As they came round the front of the Great Palace of Peter the Great and walked along the sea canal that split the park from north to south they were suddenly aware that Dr Sobchak’s leisurely pace had become something more urgent.

‘She can’t have seen us,’ grumbled Nikolai as they broke into a gentle trot.

It was then that they saw the hydrofoil.

Dr Sobchak mounted the gangway and the very next minute the white craft started to draw away from the landing point. Grushko swore loudly.

‘Of course,’ he said. ‘It’s only thirty minutes from here to the city centre. I should have realised. Why waste petrol when she can go in and out for a couple of roubles?’

They turned and started to run back towards the station. It was several minutes before they reached the car again.
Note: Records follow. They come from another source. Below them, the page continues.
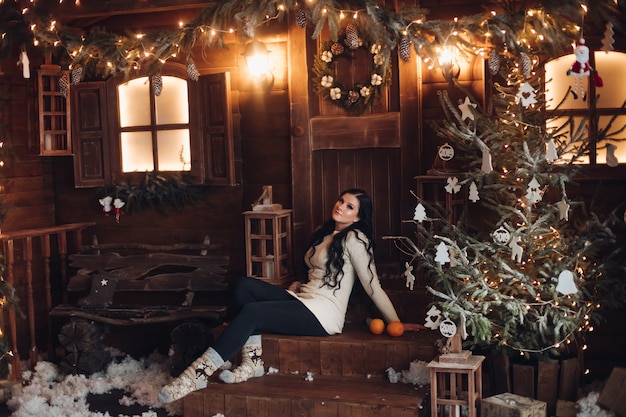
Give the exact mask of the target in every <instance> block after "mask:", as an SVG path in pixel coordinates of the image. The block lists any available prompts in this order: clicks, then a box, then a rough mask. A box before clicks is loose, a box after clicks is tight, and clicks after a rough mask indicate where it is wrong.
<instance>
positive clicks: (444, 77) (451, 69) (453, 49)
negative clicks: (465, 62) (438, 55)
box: [439, 46, 461, 81]
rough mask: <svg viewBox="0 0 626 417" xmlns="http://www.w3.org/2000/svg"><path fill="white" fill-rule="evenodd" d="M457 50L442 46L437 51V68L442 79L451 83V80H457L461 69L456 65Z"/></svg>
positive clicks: (453, 46)
mask: <svg viewBox="0 0 626 417" xmlns="http://www.w3.org/2000/svg"><path fill="white" fill-rule="evenodd" d="M457 55H458V54H457V49H456V48H455V47H454V46H444V47H443V48H441V50H440V51H439V68H440V69H441V74H442V75H443V78H445V79H446V80H448V81H451V80H452V79H453V78H459V74H461V67H460V66H459V64H458V63H457Z"/></svg>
As Grushko started the Zhiguli’s small engine Nikolai was looking at his watch.

‘Can we do it?’ he puffed. It had been an effort keeping up with the smaller, lighter man.
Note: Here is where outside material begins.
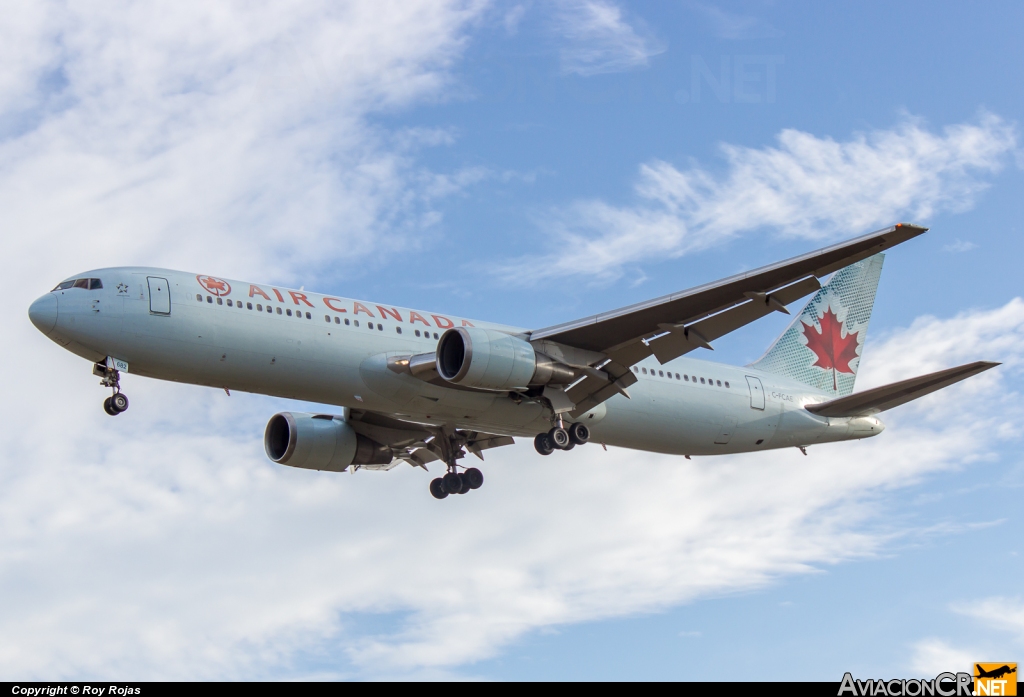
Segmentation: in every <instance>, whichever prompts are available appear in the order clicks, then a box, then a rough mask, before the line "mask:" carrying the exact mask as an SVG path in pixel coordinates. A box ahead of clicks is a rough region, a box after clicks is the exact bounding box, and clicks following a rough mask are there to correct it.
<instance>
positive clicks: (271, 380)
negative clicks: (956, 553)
mask: <svg viewBox="0 0 1024 697" xmlns="http://www.w3.org/2000/svg"><path fill="white" fill-rule="evenodd" d="M926 230H927V228H925V227H921V226H918V225H911V224H906V223H900V224H896V225H893V226H891V227H887V228H885V229H882V230H878V231H876V232H871V233H868V234H864V235H861V236H857V237H854V238H851V239H848V241H846V242H843V243H839V244H836V245H831V246H829V247H825V248H822V249H820V250H817V251H814V252H810V253H808V254H804V255H801V256H797V257H794V258H791V259H787V260H785V261H781V262H778V263H775V264H770V265H767V266H763V267H761V268H758V269H755V270H752V271H745V272H742V273H738V274H736V275H733V276H730V277H727V278H724V279H722V280H717V281H714V282H709V284H706V285H702V286H697V287H695V288H691V289H690V290H687V291H682V292H679V293H673V294H671V295H667V296H664V297H660V298H655V299H653V300H648V301H646V302H641V303H637V304H635V305H630V306H628V307H623V308H620V309H616V310H612V311H608V312H602V313H600V314H595V315H593V316H590V317H584V318H582V319H575V320H571V321H567V322H564V323H561V324H556V325H554V326H548V328H544V329H536V330H527V329H522V328H514V326H505V325H502V324H497V323H492V322H485V321H479V320H475V319H473V320H470V319H466V318H462V317H456V316H455V315H451V314H447V315H445V314H439V313H434V312H429V311H424V310H414V309H410V308H399V307H394V306H391V305H386V304H378V303H374V302H369V301H361V300H354V299H350V298H341V297H336V296H328V295H321V294H314V293H309V292H306V291H304V290H299V291H295V290H289V289H284V288H279V287H276V286H273V285H267V284H251V282H244V281H238V280H233V279H226V278H220V277H216V276H210V275H205V274H202V273H201V274H194V273H185V272H181V271H173V270H169V269H162V268H147V267H120V268H103V269H98V270H93V271H87V272H83V273H80V274H76V275H75V276H74V277H71V278H68V279H66V280H63V281H61V282H59V284H58V285H57V286H56V288H54V289H53V290H52V291H51V292H50V293H47V294H46V295H44V296H42V297H41V298H39V299H38V300H36V301H35V302H33V303H32V306H31V307H30V308H29V317H30V319H31V321H32V322H33V323H34V324H35V326H36V328H37V329H38V330H39V331H40V332H42V333H43V334H44V335H46V336H47V337H49V338H50V339H51V340H52V341H54V342H55V343H57V344H58V345H60V346H62V347H63V348H66V349H67V350H69V351H71V352H73V353H75V354H77V355H79V356H82V357H84V358H86V359H87V360H89V361H90V362H91V363H92V372H93V374H94V375H95V376H97V377H99V378H100V384H101V385H102V386H104V387H106V388H109V389H111V391H112V394H111V396H110V397H108V398H106V399H104V401H103V408H104V410H105V411H106V412H108V413H109V415H111V416H118V415H120V413H122V412H124V411H125V410H126V409H127V408H128V398H127V396H126V395H125V394H124V393H123V392H122V390H121V380H122V375H123V374H128V373H131V374H133V375H139V376H143V377H147V378H155V379H158V380H167V381H174V382H179V383H187V384H191V385H203V386H208V387H213V388H216V389H224V390H225V391H227V393H228V394H230V390H236V391H242V392H252V393H258V394H265V395H271V396H274V397H283V398H287V399H296V400H304V401H308V402H317V403H322V404H332V405H336V406H337V407H338V408H337V409H336V410H337V411H338V413H302V412H292V411H285V412H281V413H276V415H274V416H273V417H271V418H270V420H269V422H268V423H267V426H266V429H265V431H264V447H265V450H266V454H267V456H268V458H269V459H270V460H271V461H273V462H274V463H279V464H281V465H287V466H291V467H297V468H305V469H312V470H323V471H332V472H342V471H350V472H353V473H354V472H355V471H356V470H390V469H392V468H394V467H396V466H398V465H399V464H400V463H402V462H404V463H408V464H409V465H412V466H414V467H419V468H422V469H424V470H427V469H428V468H427V465H428V464H430V463H434V462H439V464H440V465H442V466H443V467H444V474H443V475H442V476H439V477H436V478H434V479H432V480H431V481H430V484H429V490H430V493H431V494H432V495H433V496H434V497H436V498H445V497H446V496H449V495H450V494H465V493H467V492H469V491H471V490H474V489H477V488H479V487H480V486H481V485H482V483H483V474H482V472H481V471H480V470H479V469H478V468H477V467H467V466H465V465H463V464H461V463H460V461H461V460H464V459H465V458H466V456H467V454H468V453H472V454H475V455H477V456H478V458H479V459H480V460H481V461H482V460H483V450H486V449H489V448H494V447H499V446H505V445H510V444H512V443H513V442H514V438H516V437H527V438H532V439H534V445H535V448H536V449H537V451H538V452H539V453H540V454H542V455H550V454H551V453H552V452H554V451H555V450H570V449H572V448H573V447H575V446H579V445H584V444H585V443H588V442H590V441H595V442H599V443H600V444H601V445H602V446H603V447H605V448H607V446H608V445H612V446H620V447H626V448H634V449H639V450H646V451H651V452H662V453H673V454H679V455H684V456H686V458H687V459H689V458H690V456H692V455H714V454H725V453H737V452H758V451H762V450H769V449H777V448H782V447H796V448H799V449H800V450H801V451H802V452H803V453H804V454H807V450H806V448H807V447H808V446H810V445H813V444H817V443H825V442H834V441H845V440H858V439H862V438H868V437H872V436H877V435H879V434H880V433H881V432H882V431H883V430H884V428H885V426H884V424H883V423H882V421H880V420H879V418H878V413H880V412H882V411H885V410H886V409H890V408H893V407H895V406H898V405H900V404H903V403H905V402H908V401H910V400H912V399H916V398H919V397H922V396H924V395H926V394H929V393H931V392H934V391H936V390H939V389H941V388H943V387H946V386H948V385H952V384H954V383H956V382H959V381H962V380H965V379H967V378H970V377H972V376H975V375H978V374H979V373H982V372H984V371H987V369H989V368H991V367H994V366H995V365H997V364H998V363H993V362H987V361H976V362H973V363H969V364H966V365H961V366H957V367H952V368H947V369H944V371H940V372H938V373H933V374H930V375H926V376H922V377H918V378H911V379H908V380H903V381H901V382H898V383H894V384H892V385H886V386H883V387H877V388H873V389H870V390H866V391H863V392H859V393H854V392H853V387H854V381H855V379H856V376H857V371H858V367H859V365H860V356H861V353H862V348H863V345H864V340H865V337H866V333H867V325H868V320H869V319H870V314H871V309H872V307H873V304H874V295H876V289H877V287H878V282H879V277H880V274H881V272H882V265H883V260H884V256H885V255H884V254H883V253H884V252H885V251H886V250H889V249H890V248H893V247H895V246H897V245H900V244H902V243H904V242H906V241H908V239H911V238H913V237H915V236H918V235H920V234H922V233H924V232H925V231H926ZM826 277H827V279H826V282H824V285H822V282H821V280H822V279H825V278H826ZM812 294H813V296H812V297H811V299H810V301H808V302H807V304H806V305H805V306H804V308H803V310H802V311H801V312H800V313H799V315H797V316H796V317H795V318H794V320H793V322H792V323H791V324H790V325H788V328H787V329H786V330H785V331H784V332H783V333H782V334H781V336H779V338H778V339H777V340H776V341H775V342H774V343H773V344H772V345H771V346H770V347H769V349H768V350H767V352H766V353H765V354H764V356H762V357H761V358H760V359H759V360H757V361H755V362H753V363H751V364H749V365H743V366H735V365H726V364H723V363H716V362H711V361H707V360H700V359H697V358H694V357H691V356H689V355H687V354H690V353H692V352H693V351H695V350H697V349H703V350H708V349H712V344H711V342H713V341H716V340H718V339H720V338H722V337H724V336H726V335H727V334H729V333H730V332H733V331H735V330H737V329H739V328H741V326H743V325H745V324H749V323H750V322H753V321H755V320H757V319H759V318H761V317H764V316H767V315H769V314H771V313H773V312H783V313H786V314H790V310H788V308H787V306H788V305H791V304H793V303H795V302H796V301H798V300H800V299H802V298H805V297H807V296H809V295H812Z"/></svg>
‘Just about,’ said Grushko. ‘But even if we don’t, I think I know where she’s going.’

They watched the hydrofoil dock at the pier in front of the Hermitage from a safe distance. It was mostly foreign tourists getting off, their pockets stuffed with dollars and black-market roubles, but even among so many people Dr Sobchak was easy to spot in her comparatively shabby clothes. It always amused Grushko how even Russian-speaking foreigners could imagine they might escape identification. Once he had confounded an Englishman, a fluent Russian-speaking friend of Tanya’s who had bought all his clothes in Russian stores, by identifying him within only a few seconds and without one word exchanged. Grushko had explained to the man that what had given him away was the smile on his face: there was, he said, little for any Russian to smile about as he walked along the street.

Dr Sobchak stepped off the hydrofoil and turned north up Dvorkovaya towards the Lenin Museum. But she wasn’t smiling.

‘What now?’ said Nikolai as they observed her walking away in the opposite direction.

Grushko found first gear and slipped the clutch. As they drove past Dr Sobchak Nikolai knew better than to look back.

‘My guess is that she’s going to take a tram across the bridge,’ said Grushko. ‘A Number 2, I should think.’

He stopped the car on Suvorov Square and lit a cigarette.

‘Are you going to tell me?’ said Nikolai.

‘Well, can’t you guess? The First Medical Pavlov University. That’s where she’s going.’

As Grushko had predicted she caught a Number 2 bound for Petrogradsky Region. The Kirov was the longest bridge in the city, with four lanes of traffic north and south, and the tram ran along on a track in the central reservation. They followed it across the bridge and then along Kubyseva Street.

‘It must be nice to be right all the time,’ grumbled Nikolai.

The tram terminated on Kapayeva Street right in front of the modern red-brick building that was the University Hospital. Dr Sobchak got off and walked across the front lawn and into the entrance.

Grushko and Nikolai got out of the car and walked up to the hospital. They showed their identity cards to the security guard who met them inside the door.

‘The lady who just came in,’ said Grushko. ‘Dr Sobchak.’

The security guard nodded.

‘Where did she go?’

‘Up to her laboratory. That’s on the second floor and along the corridor to your right as you come up the stairs. Room 236.’

Thanks.’

‘Want me to call her up for you?’

Grushko smiled and shook his head. ‘No, we’ll announce ourselves.’

They climbed two flights of stairs and went along the corridor until they came to the open door of Dr Sobchak’s laboratory. They said nothing as they watched her remove something that was frozen hard and wrapped in several layers of plastic from the fridge-freezer where Grushko guessed she kept the organic samples she used in her work.